It's a bad idea to deface national parks. It's even dumber to tag your vandalism across four states and have the images go viral among vexed nature enthusiasts.
But authorities have identified the woman they believe is behind graffiti at eight national parks -- 21-year-old Casey Nocket of New York state.
The National Park Service did not detail how Nocket was identified or whether she had been arrested.
"Investigators continue to collect evidence of the crimes, conduct interviews and are consulting with the U.S. Attorney's Office about potential charges," the NPS said in a statement. "We ask the public to exercise patience and allow due process to take its course as the investigation moves forward."
Nocket is suspected of painting images on rocks and boulders in Yosemite National Park, Death Valley National Park and Joshua Tree National Park, all in California; Rocky Mountain National Park and Colorado National Monument, both in Colorado; Crater Lake National Park in Oregon; and Zion National Park and Canyonlands National Park, both in Utah.
In recent weeks, photos have surfaced in online hiking forums of what appears to be a woman painting graffiti in scenic locales. The drawings includes colorful images of faces in profile and is signed with the phrase "Creepytings 2014."

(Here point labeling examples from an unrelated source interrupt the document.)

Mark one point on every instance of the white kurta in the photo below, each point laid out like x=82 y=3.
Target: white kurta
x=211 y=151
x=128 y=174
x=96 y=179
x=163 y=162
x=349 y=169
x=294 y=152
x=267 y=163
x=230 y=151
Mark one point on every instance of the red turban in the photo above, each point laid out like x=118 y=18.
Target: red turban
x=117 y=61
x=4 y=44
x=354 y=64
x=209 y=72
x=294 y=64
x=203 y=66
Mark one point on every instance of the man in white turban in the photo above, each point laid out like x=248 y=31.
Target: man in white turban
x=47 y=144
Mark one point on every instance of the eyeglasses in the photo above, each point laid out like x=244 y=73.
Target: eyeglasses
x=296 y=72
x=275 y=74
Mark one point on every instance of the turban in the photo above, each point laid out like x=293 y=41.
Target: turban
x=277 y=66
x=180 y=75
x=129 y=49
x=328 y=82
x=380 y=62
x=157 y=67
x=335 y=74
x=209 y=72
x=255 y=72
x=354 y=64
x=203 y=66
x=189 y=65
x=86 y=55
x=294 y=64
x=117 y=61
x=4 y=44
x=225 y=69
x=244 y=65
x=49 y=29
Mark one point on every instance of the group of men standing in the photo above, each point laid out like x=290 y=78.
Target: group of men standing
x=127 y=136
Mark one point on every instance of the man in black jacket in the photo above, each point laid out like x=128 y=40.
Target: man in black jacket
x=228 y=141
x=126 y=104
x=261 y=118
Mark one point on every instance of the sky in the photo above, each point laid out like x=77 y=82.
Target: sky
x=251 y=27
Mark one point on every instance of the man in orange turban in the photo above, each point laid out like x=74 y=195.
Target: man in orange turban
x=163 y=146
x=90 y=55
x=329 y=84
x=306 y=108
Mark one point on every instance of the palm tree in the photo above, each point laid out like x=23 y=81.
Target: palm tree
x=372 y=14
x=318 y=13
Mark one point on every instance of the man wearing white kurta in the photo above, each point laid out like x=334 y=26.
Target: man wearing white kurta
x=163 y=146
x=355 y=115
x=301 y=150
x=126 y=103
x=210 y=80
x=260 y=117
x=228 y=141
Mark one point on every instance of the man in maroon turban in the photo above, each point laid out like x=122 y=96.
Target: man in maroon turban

A California hiking website, Calipidder, first reported seeing social media posts about paintings on national park land. That led Modern Hiker to post several pictures of paintings that it said are by the roaming vandal.
Images of the graffiti were apparently posted on Instagram.
A National Park Service representative posted on Reddit, looking for more photographic examples of the graffiti. And Redditors rallied to help.
Naturalists and hiking enthusiasts are taking to the web to decry the defacement of National Park land.
Someone has even launched a WhiteHouse.gov petition encouraging officials to throw the book at the alleged vandal for violations of federal law.
"There are forums for artistic expression in national parks because national parks inspire artistic creativity," the National Park Service said. "These images are outside that forum and outside the law."
Calling the graffiti in question art is too kind, art critic Ariella Budick said.
"This is appalling -- worse than graffiti," says Budick, art critic for the Financial Times. "I'm not impressed by the art, but frankly, even it were Leonardo it would be wrong."